Coach's turnaround strategy weighs on forecast, shares slide

Coach Inc forecast full-year revenue below Wall Street estimates as the handbag maker's efforts to pull out products, including those of recently acquired Kate Spade, from department stores weigh on sales, sending its shares tumbling 14 percent.


The company's shares, up nearly 37 percent this year, fell to $41.20 in morning trading on Tuesday after Coach also posted lower-than-expected sales for its latest quarter.
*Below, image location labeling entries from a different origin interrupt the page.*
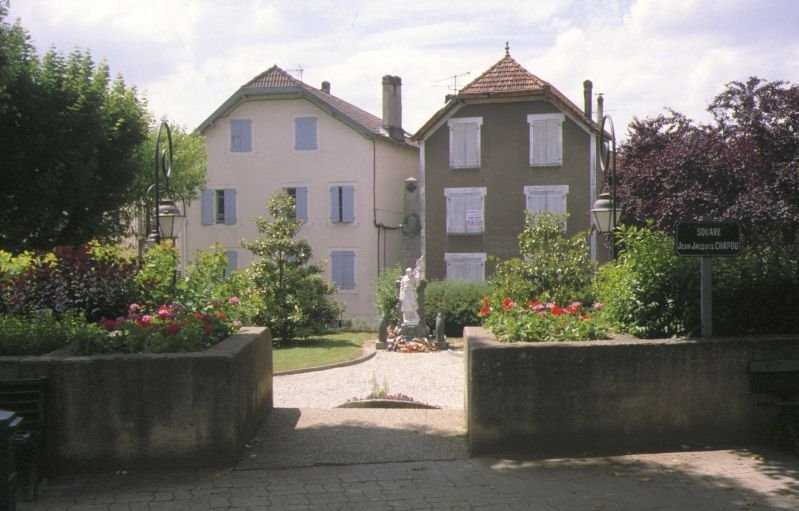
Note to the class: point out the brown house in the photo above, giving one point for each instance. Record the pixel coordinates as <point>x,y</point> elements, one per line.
<point>506,143</point>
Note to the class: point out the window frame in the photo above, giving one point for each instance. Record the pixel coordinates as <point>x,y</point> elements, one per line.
<point>455,192</point>
<point>465,120</point>
<point>354,288</point>
<point>465,256</point>
<point>316,135</point>
<point>531,118</point>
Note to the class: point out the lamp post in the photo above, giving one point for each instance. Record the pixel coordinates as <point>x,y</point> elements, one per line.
<point>605,212</point>
<point>166,211</point>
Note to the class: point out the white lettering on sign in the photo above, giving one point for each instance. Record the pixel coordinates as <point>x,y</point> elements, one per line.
<point>708,232</point>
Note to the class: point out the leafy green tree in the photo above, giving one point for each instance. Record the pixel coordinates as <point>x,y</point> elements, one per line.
<point>68,136</point>
<point>296,301</point>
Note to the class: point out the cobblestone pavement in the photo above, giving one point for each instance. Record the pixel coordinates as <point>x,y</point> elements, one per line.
<point>433,378</point>
<point>713,480</point>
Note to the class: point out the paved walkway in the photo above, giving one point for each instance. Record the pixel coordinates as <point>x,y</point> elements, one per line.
<point>701,481</point>
<point>433,378</point>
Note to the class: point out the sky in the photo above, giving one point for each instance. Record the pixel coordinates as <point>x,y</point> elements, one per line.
<point>188,56</point>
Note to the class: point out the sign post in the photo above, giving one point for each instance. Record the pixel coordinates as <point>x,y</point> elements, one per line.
<point>706,240</point>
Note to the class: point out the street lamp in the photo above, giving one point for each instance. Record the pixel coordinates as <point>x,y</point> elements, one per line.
<point>605,212</point>
<point>165,210</point>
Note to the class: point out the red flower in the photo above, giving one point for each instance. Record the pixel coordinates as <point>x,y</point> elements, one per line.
<point>485,309</point>
<point>574,307</point>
Coach's 50 cents per share profit beat estimates by 1 cent, largely powered by a lower tax rate in the fourth quarter.
Excluding the tax rate benefit, profit was an about 5 cent to 7 cent miss to Street expectations, RBC Capital Markets analyst Brian Tunick wrote in a note, adding tax rate appears to have saved earnings.
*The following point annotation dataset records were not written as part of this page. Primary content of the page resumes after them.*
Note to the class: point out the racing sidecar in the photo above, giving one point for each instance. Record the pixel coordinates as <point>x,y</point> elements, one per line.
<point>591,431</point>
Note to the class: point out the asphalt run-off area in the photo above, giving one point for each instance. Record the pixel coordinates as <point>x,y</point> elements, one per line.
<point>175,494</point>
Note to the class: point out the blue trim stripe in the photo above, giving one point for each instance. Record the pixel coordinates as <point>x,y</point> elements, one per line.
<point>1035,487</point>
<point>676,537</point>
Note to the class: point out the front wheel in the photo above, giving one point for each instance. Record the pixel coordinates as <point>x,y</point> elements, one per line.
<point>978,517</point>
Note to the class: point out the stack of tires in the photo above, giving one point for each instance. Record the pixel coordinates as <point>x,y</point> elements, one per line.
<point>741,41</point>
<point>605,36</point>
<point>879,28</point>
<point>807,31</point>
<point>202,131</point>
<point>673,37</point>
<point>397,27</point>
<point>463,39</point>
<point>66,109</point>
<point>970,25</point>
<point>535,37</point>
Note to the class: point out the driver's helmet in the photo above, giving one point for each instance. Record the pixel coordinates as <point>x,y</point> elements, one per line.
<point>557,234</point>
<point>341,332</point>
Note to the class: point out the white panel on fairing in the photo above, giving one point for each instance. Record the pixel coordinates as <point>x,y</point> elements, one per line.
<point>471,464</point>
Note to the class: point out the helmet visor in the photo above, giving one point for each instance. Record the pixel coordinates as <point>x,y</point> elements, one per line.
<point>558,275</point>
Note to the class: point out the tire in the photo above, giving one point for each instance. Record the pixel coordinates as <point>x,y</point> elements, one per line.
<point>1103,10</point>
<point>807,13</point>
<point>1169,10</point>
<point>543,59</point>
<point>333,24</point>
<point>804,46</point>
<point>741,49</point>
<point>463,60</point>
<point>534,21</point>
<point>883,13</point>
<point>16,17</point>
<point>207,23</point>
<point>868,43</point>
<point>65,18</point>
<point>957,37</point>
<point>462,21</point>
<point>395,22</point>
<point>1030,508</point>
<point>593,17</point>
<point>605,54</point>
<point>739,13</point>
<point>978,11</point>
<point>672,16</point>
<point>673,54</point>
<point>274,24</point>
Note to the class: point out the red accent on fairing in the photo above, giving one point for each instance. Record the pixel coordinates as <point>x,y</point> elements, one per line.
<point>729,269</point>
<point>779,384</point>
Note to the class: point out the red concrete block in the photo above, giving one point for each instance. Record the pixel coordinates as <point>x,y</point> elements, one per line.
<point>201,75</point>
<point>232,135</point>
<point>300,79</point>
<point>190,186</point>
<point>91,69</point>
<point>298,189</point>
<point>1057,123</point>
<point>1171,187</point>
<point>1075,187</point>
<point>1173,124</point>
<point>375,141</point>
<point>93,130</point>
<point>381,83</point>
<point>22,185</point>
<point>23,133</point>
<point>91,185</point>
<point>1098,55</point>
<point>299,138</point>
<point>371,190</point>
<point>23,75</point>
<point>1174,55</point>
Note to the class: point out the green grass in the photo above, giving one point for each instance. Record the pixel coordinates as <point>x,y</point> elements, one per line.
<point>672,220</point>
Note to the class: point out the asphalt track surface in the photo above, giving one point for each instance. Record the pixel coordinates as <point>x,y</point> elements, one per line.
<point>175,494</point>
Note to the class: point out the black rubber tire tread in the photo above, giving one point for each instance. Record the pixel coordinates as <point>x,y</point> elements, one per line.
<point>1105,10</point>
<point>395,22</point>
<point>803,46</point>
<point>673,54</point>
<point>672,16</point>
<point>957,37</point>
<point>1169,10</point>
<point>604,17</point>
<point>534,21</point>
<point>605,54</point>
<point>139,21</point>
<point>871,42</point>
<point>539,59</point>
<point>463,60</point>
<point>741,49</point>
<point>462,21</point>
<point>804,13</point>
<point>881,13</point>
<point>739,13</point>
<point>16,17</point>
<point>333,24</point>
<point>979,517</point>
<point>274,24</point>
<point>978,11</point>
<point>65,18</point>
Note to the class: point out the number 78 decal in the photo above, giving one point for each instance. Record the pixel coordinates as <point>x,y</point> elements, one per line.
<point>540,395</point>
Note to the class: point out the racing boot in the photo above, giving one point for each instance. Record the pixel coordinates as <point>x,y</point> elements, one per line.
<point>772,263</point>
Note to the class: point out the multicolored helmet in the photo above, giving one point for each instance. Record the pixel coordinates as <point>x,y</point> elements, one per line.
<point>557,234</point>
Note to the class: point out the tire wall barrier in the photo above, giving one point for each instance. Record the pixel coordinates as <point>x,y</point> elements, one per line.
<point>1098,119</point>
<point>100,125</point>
Coach and other luxury retailers, including Michael Kors Holdings Ltd, have been reducing markdowns and pulling products off department stores, where discounting has become the norm, to sell them at full price through their own stores to retain brand exclusivity.

Net sales at North American department stores declined about 20 percent in the quarter ended July 1, a year after Coach first started to dial back its involvement with department stores.

Coach, which acquired Kate Spade & Co last month, had said it would cut down the smaller rival's sales to department stores and curb online flash sales in line with the company's turnaround strategy.

"There will be some short-term pressure as Coach pulls Kate Spade back from wholesale and its exposure to unfavorable channels as well as reduces the number of flash sales," Neil Saunders, managing director of GlobalData Retail, said in an email.

Coach forecast revenue of $5.8 billion to $5.9 billion for its fiscal year ending June 2018, with Kate Spade contributing over $1.2 billion. The company said it expected earnings of $2.35-$2.40 per share.

Analysts on average were expecting a profit of $2.49 per share and revenue of $6.04 billion, according to Thomson Reuters I/B/E/S. Some analysts termed the forecasts conservative.

"Coach management may be providing somewhat conservative guidance on the underlying Coach business," Consumer Edge Research analyst David Schick wrote in a note.

By contrast, Kors lifted its revenue forecast for its year ending March 2018 after the company beat estimates, helped by fewer markdowns and higher sales of premium handbags.

Coach said its net income nearly doubled to $151.7 million, or 53 cents per share, in the quarter. Net sales fell 1.8 percent to $1.13 billion, missing the average analyst estimate of $1.15 billion.